Effect of absorber pressure on acid gases and reboiler duty (a) CO2 content in sweet gas and (b) H2S content in sweet gas.
However, if the absorber pressure drops, then an increment in the solvent circulation rate was observed to meet the sweet gas specifications, increasing reboiler duty. The result complies with the previous studies, which show that after adding a physical solvent to a chemical solvent, a drastic increase in the capture of acid gases was observed at high pressure.22
5.7. Effect of Feed Gas Temperature
In the base case simulation, the sour feed gas temperature is set at 35 °C. However, this temperature can fluctuate by up to 20% depending on the season, even at the exact location. A simulated model was tested to evaluate the effect of varying feed gas temperatures on the process performance. The model incorporated temperatures above and below the base case temperature to determine the impact on CO2 and H2S content in sweet gas and their effect on reboiler duty. The feed gas temperature affects the sweet gas CO2 and H2S content, as illustrated in Figure 7a,b.
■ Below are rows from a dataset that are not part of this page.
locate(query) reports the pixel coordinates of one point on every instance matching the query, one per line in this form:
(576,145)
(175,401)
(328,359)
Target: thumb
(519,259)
The results indicate that increasing the feed gas temperature results in more significant CO2 and H2S slippage in the sweet gas due to the lower solubility of acid gas at higher temperatures. However, the variation in the input gas temperature has an insignificant effect on the reboiler duty.
Figure 7.
Effect of feed gas temperature on acid gases and reboiler duty (a) CO2 content in sweet gas and (b) H2S content in sweet gas.
5.8. Reboiler Operating Parameters
Increasing the reboiler temperature through additional heating can quickly determine the reboiler duty. This increase in the temperature can have a significant effect on the lean loading, which ultimately affects the performance of the absorber. As per the GPSA Engineering Data Book,56 the recommended temperature range for the solvent stripper reboiler is 105–115 °C. The plant’s reboiler duty accurately corresponds to the anticipated reboiler temperature in the simulation model base case.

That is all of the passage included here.